Cash-strapped developer China Evergrande Group once again averted a destabilizing default with a last minute bond payment but the reprieve did little to alleviate strains in the country’s wider property sector.
Customers of international clearing firm Clearstream received overdue interest payments on three dollar bonds issued by Evergrande, a Clearstream spokesperson said on Thursday.
Evergrande, the world’s most indebted developer, has been stumbling from deadline to deadline in recent weeks as it grapples with more than $300 billion in liabilities, $19 billion of which are bonds denominated in U.S. dollars held by foreign investors like Clearstream.
The latest payments were made at the end of a 30-day grace period that ended Wednesday, and were the third time in the past month the Chinese property developer has paid up perilously close to a deadline. The bonds were due to pay out more than $148 million US in interest payments.
A failure to pay would have resulted in a formal default by the company and triggered cross-default provisions for other Evergrande dollar bonds, exacerbating a debt crisis looming over the world’s second-largest economy.
Although the developer managed to sidestep imminent disaster, woes in China’s $5 trillion property sector showed no signs of abating with a wall of debt coming due.
“The near-term fix seems to be happening but there’s a long way to go before this issue gets sorted out. These are early days,” said a source with knowledge of the matter, referring to Evergrande and declining to be named without authorisation to talk to the media.
Evergrande did not respond to Reuters request for comment.
Bankers and analysts told Reuters that Beijing would stand firm on policies to curb excess borrowing by property developers even as it makes financing tweaks amid an industry liquidity crunch.
Next major payment due in December
Evergrande has coupon payments totalling more than $255 million due on Dec. 28. It has come under pressure from its other creditors at home and a stifling funding squeeze has cast a shadow over hundreds of its residential projects.
Investor focus is now also shifting to other cash-strapped developers which have a string of offshore payments coming due in the short term, including Kaisa Group.
Kaisa has the most offshore debt of any Chinese developer after Evergrande and pleaded for help from creditors this week. It has coupon payments totalling over $59 million due on Thursday and Friday, with 30-day grace periods for both.
It was not immediately known if Kaisa, which became China’s first property company to default on an overseas bond in 2015, has made payment for the tranche due on Thursday. It has already missed payments on some wealth management products at home.
The developer did not immediately respond to Reuters request for comment.

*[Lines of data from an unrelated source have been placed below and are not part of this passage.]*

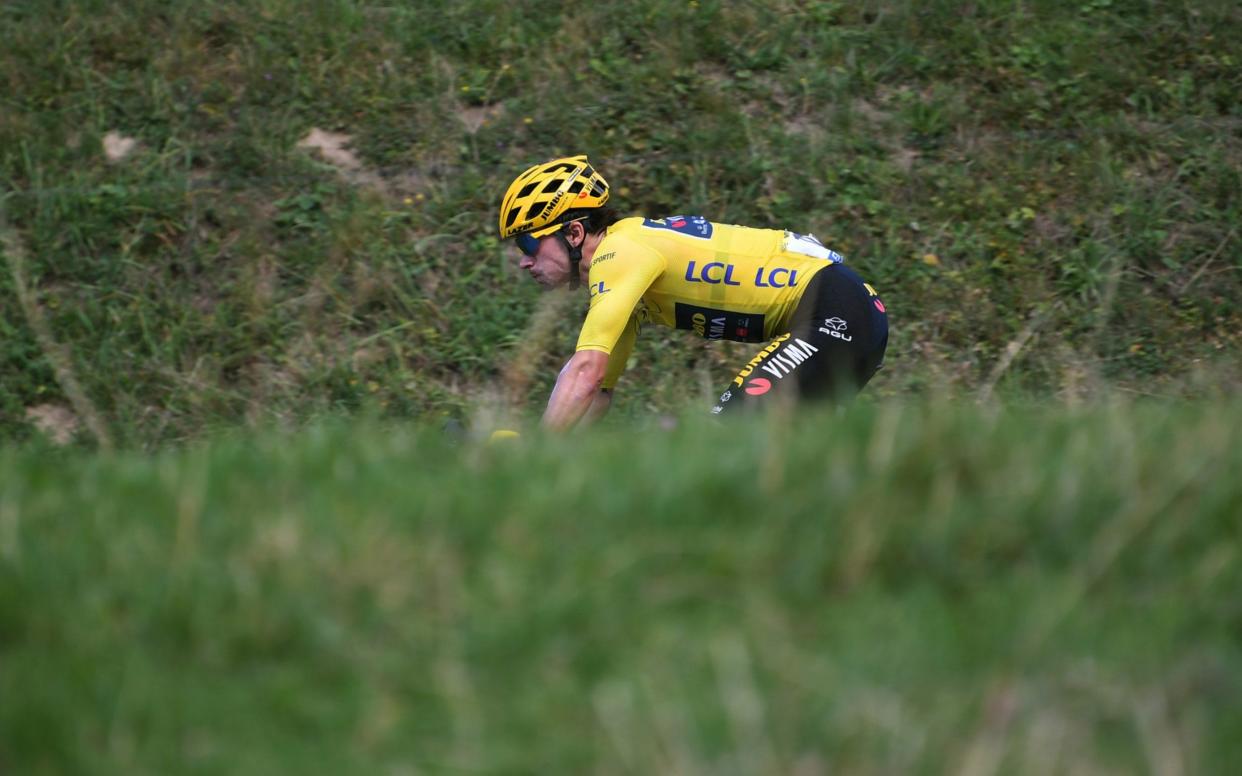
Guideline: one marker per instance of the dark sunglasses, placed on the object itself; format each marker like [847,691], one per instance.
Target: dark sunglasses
[527,243]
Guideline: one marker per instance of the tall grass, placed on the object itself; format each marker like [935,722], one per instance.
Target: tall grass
[1066,164]
[899,589]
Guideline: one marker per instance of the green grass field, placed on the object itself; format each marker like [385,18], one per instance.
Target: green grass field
[249,271]
[1056,174]
[913,589]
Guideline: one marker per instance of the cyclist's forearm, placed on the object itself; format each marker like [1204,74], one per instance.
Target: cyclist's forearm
[576,390]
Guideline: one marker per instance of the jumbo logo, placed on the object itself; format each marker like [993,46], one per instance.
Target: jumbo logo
[720,272]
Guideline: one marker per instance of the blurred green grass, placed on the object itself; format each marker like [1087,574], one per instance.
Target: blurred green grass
[909,587]
[986,166]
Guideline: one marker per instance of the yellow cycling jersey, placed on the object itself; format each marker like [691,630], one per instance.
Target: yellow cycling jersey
[717,279]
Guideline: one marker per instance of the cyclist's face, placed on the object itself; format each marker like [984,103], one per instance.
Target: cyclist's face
[548,265]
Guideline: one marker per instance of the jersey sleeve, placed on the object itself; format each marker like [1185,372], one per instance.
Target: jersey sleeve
[622,270]
[620,354]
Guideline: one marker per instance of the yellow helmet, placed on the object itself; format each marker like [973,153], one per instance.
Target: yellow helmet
[539,200]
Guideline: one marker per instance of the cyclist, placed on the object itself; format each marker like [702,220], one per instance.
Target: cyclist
[826,329]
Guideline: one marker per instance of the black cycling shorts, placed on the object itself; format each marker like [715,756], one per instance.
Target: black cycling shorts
[835,343]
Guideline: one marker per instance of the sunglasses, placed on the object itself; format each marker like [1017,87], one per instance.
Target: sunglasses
[527,243]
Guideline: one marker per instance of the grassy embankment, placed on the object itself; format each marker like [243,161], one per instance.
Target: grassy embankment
[1053,179]
[918,589]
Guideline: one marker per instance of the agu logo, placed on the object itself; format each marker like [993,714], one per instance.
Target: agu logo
[758,386]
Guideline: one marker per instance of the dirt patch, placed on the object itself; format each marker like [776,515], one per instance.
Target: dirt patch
[333,148]
[117,147]
[56,421]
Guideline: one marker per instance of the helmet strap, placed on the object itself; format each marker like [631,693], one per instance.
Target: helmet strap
[575,257]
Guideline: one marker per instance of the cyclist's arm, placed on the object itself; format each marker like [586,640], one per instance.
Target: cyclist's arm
[607,333]
[576,390]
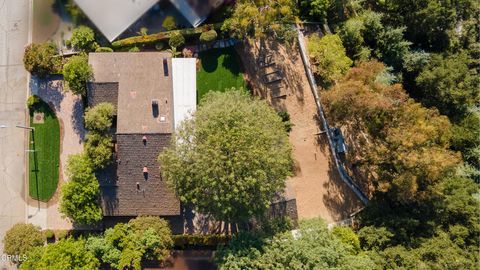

While the U.S. Federal Reserve this week warned China’s troubled property sector could pose global risks, there were no clear indications Beijing would step in with a broader, national plan to tackle the issue.
Chinese regulators have in recent weeks, however, sought to reassure investors and homebuyers, saying risks were controllable and excessive credit tightening by banks was being corrected.
Developers including Evergrande and Kaisa have also been looking to sell some of their business assets in China and elsewhere to raise cash amid rapidly growing repayment obligations.
British electric motor maker Saietta said on Thursday that it is acquiring electric powertrain company e-Traction from Evergrande’s automotive unit in a deal worth up to 2 million euros ($2.31 million).